Divestment of part of Sichuan-to-East China project reflects Beijing’s bid for more outside investment in energy infrastructure
State-owned China Petroleum & Chemical Corp. on Tuesday said it plans to raise fresh capital by selling half of a major natural-gas pipeline, as the central government seeks greater outside investment in the sector’s infrastructure.
The company, known as Sinopec, said that after the sale, it would continue to hold a 50% stake in the unit that operates the Sichuan-to-East China gas pipeline that connects production in central China with demand in eastern industrial centers.
Sinopec, whose board signed off on the capital-injection plan on Tuesday, didn’t say how much it expected to raise from the sale or when it would be completed.
Industry analysts previously have said such a sale might appeal to investment funds seeking steady returns offered by a pipeline business.
Such reforms could enhance third-party access to China’s pipelines, which in turn could help encourage more exploration and development of potentially abundant but expensive-to-tap gas reserves in central and southwest China by independent Chinese producers.
State-owned energy companies grew bloated in recent years and once wielded tremendous political power in China. Lately, they have been targets of reform under President Xi Jinping, though some industry officials say progress has been slow partly because of resistance from the companies.
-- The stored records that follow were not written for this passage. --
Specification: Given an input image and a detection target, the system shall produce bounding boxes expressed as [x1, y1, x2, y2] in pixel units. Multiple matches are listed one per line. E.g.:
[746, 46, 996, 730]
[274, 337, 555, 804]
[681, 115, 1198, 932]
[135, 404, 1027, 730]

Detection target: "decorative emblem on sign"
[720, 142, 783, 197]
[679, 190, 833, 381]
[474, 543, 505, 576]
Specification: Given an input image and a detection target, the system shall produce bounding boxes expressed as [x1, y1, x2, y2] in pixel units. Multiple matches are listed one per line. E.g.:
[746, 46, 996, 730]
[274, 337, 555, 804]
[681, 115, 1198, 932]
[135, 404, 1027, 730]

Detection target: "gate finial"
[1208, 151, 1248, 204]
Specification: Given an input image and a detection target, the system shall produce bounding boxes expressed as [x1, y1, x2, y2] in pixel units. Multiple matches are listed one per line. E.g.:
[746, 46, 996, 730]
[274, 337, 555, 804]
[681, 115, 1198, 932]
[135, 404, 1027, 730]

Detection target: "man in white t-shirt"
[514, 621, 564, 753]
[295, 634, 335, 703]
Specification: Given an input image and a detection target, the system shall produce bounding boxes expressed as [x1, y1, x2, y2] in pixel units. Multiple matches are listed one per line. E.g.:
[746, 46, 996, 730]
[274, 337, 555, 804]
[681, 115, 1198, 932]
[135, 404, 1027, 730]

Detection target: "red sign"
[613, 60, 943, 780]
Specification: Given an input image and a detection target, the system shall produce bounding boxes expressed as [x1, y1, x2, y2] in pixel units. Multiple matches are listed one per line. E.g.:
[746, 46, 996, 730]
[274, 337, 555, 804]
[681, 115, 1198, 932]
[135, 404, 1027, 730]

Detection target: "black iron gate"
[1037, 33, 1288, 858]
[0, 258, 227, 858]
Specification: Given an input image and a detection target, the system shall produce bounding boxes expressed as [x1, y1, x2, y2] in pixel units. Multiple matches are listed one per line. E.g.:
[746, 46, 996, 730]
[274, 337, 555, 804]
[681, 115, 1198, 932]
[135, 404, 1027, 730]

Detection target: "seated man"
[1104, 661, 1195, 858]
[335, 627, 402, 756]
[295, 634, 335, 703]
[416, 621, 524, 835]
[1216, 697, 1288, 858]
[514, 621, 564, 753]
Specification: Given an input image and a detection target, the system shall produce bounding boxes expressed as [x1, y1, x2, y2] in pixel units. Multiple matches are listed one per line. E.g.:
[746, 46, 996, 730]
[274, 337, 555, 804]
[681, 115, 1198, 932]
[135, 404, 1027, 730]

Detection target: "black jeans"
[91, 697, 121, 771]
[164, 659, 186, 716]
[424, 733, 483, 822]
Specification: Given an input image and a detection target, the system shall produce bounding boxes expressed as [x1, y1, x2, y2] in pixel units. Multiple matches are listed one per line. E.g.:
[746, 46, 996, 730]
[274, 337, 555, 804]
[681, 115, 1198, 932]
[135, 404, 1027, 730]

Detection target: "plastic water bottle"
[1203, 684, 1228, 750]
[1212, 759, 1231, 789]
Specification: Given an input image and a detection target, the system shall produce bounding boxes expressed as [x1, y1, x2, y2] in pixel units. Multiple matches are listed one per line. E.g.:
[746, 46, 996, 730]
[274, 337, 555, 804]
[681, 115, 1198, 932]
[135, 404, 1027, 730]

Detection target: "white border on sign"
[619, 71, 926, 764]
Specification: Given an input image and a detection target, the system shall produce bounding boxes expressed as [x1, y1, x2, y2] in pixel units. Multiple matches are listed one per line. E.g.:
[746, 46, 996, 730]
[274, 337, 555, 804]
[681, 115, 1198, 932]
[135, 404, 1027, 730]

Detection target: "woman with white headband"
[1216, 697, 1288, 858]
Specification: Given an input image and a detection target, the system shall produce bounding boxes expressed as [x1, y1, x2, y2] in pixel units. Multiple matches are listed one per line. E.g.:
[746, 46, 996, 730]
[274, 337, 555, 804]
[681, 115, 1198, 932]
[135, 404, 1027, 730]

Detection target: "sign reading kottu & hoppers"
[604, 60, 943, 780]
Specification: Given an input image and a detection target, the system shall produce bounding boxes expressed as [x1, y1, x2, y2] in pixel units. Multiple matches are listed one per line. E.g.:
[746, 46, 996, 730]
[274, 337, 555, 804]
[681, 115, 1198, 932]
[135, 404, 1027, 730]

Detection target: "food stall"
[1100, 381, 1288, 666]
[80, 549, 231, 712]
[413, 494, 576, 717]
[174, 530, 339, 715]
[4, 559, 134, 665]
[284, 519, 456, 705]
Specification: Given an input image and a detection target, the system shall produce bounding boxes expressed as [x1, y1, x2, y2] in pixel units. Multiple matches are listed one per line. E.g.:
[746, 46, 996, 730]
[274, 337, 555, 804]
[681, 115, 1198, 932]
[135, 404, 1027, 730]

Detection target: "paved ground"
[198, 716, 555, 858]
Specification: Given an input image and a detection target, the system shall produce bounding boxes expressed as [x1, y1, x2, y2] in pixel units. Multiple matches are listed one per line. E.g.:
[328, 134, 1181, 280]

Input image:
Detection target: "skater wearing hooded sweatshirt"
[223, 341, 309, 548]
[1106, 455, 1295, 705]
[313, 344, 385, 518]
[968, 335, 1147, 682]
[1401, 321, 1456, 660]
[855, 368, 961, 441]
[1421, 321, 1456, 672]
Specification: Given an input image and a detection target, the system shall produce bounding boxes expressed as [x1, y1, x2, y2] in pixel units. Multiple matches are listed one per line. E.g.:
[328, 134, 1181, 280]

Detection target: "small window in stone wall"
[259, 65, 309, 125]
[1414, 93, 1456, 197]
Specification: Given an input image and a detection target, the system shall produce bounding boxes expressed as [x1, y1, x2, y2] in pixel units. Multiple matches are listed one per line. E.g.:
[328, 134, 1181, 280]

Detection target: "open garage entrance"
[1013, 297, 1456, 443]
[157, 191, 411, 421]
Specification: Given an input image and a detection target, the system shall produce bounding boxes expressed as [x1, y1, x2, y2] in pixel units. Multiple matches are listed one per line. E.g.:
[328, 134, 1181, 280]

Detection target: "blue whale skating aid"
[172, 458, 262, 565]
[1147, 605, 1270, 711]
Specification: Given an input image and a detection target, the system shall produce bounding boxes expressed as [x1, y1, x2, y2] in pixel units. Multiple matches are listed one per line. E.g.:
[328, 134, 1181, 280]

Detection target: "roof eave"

The Sinopec capital injection could also help get pipelines get built more quickly, as Beijing pushes to bring more private capital into the public sector. The environmental benefits of more widespread natural-gas use in industry makes the sector a priority for economic planners in Beijing.
Yet success depends upon boosting Chinese gas demand over the long run. And a weakened economy has helped crimp the country’s gas demand, which grew just 3.3% last year, according to government data, compared with double-digit growth in recent years.